Are you safe or are you comfortable?
In this week’s newsletter, I’m continuing to explore arguments for why biotechs should invest more in the mundane aspects of their data systems. And I’m going to frame it using what Seth Godin calls the Icarus Deception, which distinguishes between safe decisions and comfortable decisions.
The idea is that safe decisions are choices that maximize your chances of success (however you define that) while comfortable decisions are the ones that mimic choices that made you (or others) successful in the past. We often conflate the two because during times of stability, the comfortable decisions that worked in the past are most likely to continue working, making them safe. But in times of change, those things often stop working. And when the comfortable decisions stop working, they’re no longer safe.
Right now, biotech is in one of those times of change. (Maybe it always has been, but it is now too.) The cost of developing a new drug is becoming untenable at the same time that new data sources and AI/ML tools are creating potential avenues to bring it down. Meanwhile, the macroeconomic situation has completely upended the expectations that investors have for biotechs seeking funding. As runways get shorter, decision makers lean more and more on safe decisions.
Or do they?
The problem, of course, is that it’s fairly easy to recognize a comfortable decision. But in times of change it’s almost impossible to recognize a safe decision. So decision makers looking for safe decisions default to comfortable. And the outcome isn’t always what they were looking for.

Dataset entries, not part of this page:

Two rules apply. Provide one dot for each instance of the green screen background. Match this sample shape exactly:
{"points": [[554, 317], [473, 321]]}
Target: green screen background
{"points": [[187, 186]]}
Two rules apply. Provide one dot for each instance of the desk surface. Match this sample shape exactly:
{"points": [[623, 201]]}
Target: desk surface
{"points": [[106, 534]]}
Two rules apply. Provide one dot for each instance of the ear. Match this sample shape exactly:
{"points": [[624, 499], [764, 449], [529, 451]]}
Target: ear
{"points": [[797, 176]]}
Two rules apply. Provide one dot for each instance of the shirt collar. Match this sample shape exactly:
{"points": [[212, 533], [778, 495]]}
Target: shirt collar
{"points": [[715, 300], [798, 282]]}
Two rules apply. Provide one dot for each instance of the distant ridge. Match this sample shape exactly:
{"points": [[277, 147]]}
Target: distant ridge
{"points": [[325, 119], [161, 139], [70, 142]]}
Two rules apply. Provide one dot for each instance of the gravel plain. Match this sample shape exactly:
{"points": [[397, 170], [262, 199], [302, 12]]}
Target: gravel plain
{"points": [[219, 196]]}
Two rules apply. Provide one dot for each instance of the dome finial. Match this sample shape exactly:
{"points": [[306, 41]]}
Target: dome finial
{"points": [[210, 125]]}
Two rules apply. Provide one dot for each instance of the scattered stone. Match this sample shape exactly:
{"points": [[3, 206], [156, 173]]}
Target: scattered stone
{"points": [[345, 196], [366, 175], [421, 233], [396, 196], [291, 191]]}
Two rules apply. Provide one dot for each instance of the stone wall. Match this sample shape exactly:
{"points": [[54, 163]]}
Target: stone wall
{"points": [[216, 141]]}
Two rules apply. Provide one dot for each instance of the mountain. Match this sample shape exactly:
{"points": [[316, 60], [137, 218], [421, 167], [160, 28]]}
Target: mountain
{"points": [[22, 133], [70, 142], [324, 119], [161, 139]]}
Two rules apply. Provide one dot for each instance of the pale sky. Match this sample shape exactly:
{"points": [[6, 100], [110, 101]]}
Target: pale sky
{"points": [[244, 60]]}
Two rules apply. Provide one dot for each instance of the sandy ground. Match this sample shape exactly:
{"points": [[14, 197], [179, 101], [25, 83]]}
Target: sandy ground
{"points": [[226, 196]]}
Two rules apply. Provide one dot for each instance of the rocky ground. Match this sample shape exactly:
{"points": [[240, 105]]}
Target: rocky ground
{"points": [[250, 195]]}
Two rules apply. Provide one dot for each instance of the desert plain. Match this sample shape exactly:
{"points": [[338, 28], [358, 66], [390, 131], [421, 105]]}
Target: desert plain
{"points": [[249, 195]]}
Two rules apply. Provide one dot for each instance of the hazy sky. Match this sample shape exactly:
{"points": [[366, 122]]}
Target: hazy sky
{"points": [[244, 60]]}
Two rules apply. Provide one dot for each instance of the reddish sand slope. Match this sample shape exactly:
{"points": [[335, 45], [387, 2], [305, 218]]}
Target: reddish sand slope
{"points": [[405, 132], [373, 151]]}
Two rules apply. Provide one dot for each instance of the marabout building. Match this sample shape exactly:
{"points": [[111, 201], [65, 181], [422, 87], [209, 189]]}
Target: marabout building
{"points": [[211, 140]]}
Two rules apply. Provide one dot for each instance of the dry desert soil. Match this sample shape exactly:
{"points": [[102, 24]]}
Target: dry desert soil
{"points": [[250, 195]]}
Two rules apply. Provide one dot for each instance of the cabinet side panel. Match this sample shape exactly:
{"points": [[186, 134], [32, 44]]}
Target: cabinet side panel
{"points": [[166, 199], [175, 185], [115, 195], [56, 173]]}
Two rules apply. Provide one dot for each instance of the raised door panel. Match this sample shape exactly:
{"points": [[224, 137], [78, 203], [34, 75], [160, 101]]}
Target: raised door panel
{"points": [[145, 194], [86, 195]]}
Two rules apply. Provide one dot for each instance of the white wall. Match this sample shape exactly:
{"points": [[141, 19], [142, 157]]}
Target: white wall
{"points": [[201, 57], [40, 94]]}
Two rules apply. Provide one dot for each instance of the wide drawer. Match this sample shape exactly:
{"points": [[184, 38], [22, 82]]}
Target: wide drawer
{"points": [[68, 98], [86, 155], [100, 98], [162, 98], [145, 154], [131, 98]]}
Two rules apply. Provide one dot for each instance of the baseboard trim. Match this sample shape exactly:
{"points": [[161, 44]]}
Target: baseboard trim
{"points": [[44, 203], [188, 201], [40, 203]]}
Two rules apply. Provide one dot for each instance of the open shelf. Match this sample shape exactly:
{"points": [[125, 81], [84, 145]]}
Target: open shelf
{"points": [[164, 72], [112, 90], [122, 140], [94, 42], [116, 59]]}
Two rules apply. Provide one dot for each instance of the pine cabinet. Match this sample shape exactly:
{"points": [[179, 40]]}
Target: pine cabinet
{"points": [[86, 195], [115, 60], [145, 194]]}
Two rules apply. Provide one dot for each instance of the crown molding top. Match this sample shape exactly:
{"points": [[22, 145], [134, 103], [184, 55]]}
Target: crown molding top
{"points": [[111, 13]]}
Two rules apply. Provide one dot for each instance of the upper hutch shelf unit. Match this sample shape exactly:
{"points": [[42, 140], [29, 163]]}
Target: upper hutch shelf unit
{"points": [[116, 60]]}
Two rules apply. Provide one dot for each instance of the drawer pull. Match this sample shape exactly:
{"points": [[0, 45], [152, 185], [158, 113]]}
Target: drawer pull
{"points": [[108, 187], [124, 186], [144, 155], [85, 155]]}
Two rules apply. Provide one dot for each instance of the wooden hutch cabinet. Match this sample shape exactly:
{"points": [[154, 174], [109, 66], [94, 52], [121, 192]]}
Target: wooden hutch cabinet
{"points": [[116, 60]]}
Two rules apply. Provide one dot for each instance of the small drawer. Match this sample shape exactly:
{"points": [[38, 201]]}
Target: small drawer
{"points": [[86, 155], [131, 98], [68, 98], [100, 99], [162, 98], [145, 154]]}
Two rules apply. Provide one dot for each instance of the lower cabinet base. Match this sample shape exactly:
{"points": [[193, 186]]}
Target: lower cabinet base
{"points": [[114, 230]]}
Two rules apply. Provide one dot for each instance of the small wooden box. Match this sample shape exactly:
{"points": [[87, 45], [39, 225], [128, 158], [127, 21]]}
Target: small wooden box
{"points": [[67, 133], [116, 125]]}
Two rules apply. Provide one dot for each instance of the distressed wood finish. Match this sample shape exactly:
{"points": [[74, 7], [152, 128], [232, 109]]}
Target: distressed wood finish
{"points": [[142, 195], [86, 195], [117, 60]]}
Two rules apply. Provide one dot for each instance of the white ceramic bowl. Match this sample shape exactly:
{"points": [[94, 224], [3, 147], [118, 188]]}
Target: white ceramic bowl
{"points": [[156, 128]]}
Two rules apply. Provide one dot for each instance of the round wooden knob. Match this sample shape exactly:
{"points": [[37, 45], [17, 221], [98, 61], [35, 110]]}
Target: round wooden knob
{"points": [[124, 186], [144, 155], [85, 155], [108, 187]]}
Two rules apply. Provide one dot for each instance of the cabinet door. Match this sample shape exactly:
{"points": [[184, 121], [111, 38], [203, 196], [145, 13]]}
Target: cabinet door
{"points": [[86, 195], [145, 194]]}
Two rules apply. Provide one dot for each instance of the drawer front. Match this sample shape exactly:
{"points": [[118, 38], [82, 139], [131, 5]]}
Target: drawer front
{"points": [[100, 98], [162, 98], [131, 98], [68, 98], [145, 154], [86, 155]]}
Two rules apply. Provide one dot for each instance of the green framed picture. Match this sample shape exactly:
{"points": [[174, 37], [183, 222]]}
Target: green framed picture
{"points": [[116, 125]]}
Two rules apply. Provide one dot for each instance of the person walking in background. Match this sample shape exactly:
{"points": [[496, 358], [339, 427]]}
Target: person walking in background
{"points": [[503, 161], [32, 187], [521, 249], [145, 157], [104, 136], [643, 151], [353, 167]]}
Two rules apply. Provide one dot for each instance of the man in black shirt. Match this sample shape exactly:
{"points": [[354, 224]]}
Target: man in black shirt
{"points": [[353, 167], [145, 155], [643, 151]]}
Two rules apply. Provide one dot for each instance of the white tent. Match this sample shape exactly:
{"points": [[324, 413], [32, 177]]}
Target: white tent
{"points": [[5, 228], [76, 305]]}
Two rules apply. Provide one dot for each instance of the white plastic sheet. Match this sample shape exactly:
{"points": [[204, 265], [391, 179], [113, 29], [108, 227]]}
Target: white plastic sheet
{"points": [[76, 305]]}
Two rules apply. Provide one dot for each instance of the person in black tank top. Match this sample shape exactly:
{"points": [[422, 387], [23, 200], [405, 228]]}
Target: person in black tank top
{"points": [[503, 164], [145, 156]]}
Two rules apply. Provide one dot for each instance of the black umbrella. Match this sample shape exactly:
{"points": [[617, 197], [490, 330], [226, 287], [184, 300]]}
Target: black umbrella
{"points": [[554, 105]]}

So what does this look like for biotechs?
Well, making a company page with futuristic graphics, fancy transitions and a sprinkling of buzz words is relatively inexpensive. So, not surprisingly, it’s comfortable. Hiring a comp bio/data science/ML team is a much bigger investment and it feels like putting your money where your mouth is. But it’s far too easy to treat them like you would a marketing team: Let them work their magic on what the core business produces (lab data), but don’t change the core business. So it’s ultimately still comfortable. You’re not safe yet.

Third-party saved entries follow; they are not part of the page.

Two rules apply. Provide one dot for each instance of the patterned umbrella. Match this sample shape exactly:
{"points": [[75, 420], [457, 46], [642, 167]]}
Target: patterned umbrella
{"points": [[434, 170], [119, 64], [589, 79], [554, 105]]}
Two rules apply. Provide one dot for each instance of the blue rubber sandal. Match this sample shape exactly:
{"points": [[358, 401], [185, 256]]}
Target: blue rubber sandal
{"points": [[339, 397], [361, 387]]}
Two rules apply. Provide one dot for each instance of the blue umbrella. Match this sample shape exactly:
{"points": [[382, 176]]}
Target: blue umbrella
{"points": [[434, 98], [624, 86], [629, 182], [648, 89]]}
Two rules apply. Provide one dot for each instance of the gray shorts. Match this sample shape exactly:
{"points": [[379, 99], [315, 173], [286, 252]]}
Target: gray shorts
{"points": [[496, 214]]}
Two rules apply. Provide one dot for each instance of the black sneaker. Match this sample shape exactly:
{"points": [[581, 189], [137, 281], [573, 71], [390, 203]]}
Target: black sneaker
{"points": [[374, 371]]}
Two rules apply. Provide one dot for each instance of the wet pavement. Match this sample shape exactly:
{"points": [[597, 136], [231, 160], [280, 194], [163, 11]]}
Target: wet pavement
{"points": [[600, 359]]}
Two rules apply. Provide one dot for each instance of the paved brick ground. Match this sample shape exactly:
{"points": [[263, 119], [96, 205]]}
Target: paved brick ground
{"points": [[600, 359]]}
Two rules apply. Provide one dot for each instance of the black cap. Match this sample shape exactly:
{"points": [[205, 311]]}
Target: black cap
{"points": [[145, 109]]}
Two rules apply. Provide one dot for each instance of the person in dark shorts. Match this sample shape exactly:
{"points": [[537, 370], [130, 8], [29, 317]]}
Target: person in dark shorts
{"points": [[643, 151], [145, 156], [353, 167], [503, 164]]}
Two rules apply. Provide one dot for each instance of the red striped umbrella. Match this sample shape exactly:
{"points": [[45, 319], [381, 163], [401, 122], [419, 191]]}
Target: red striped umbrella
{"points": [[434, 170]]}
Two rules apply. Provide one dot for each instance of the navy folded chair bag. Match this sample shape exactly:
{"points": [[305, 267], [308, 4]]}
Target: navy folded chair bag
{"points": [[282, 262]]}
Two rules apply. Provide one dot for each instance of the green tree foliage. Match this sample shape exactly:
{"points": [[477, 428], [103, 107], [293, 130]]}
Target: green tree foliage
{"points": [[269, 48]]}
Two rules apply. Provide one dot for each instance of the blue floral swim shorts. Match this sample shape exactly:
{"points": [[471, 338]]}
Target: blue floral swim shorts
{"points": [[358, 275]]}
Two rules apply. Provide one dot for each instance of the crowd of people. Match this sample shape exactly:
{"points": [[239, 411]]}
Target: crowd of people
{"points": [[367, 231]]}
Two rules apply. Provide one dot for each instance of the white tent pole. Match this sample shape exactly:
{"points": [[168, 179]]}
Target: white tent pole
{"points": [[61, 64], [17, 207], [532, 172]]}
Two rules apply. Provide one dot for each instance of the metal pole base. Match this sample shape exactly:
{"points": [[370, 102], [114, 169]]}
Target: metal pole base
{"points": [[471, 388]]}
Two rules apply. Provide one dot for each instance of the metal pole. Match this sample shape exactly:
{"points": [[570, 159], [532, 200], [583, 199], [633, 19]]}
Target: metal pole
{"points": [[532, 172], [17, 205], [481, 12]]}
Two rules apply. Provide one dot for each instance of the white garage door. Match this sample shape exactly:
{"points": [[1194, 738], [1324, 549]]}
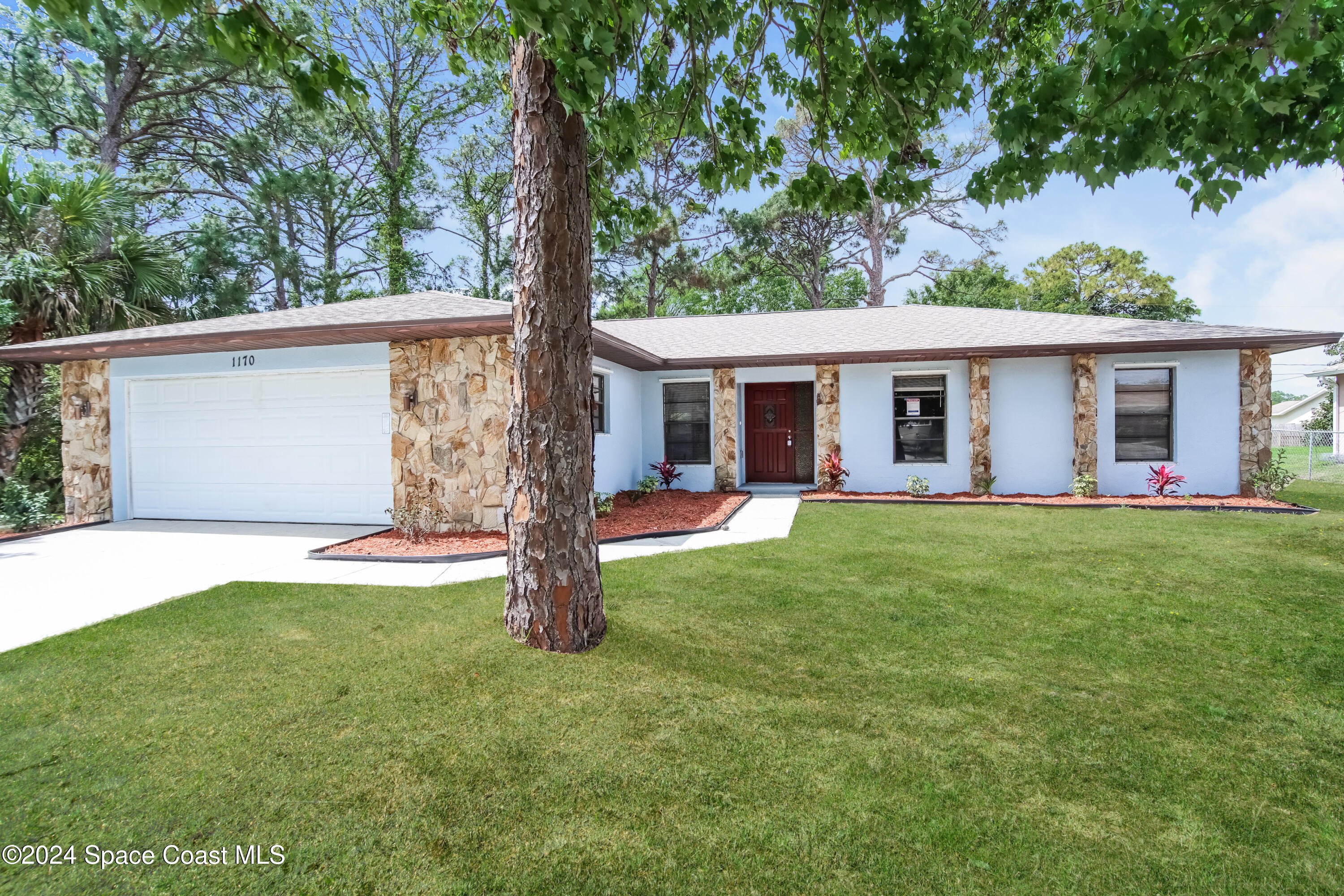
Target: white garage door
{"points": [[310, 447]]}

As many of you reading this will have experienced firsthand, when you only make these kinds of peripheral changes, the data team ends up continually blocked because what the lab produces, when left to its own devices, isn’t what a data team needs. It’s the worst of both worlds: Investing resources in the more future-safe option while keeping enough resources in the comfortable option to make sure nothing changes.
To actually use AI/ML in any meaningful way, to take advantage of all the new data sources, to become (more) data driven - biotechs need to make changes to the core business, i.e. the lab and the experimental process: Designing broadly scoped experiments to generate training data for models. Pulling data scientists into planning processes from the very beginning. Capturing and sharing metadata in a consistent and detailed form.
Even before the current market situation, there were very few biotech organizations that truly understood what this meant, and even fewer that were willing to do it. Today, as biotechs look for ways to extend their runways, many are retreating even farther back into the comfortable ways of working.
And sure - when the goal is survival, you do what you have to do. Maybe it’s temporary. Maybe you’ll shift back once the funding market returns. But eventually, every biotech organization is going to have to decide: Are you going to make the fundamental changes that will maximize your chances of thriving in the new world? Or keep making the comfortable decisions that will anchor you to the old one?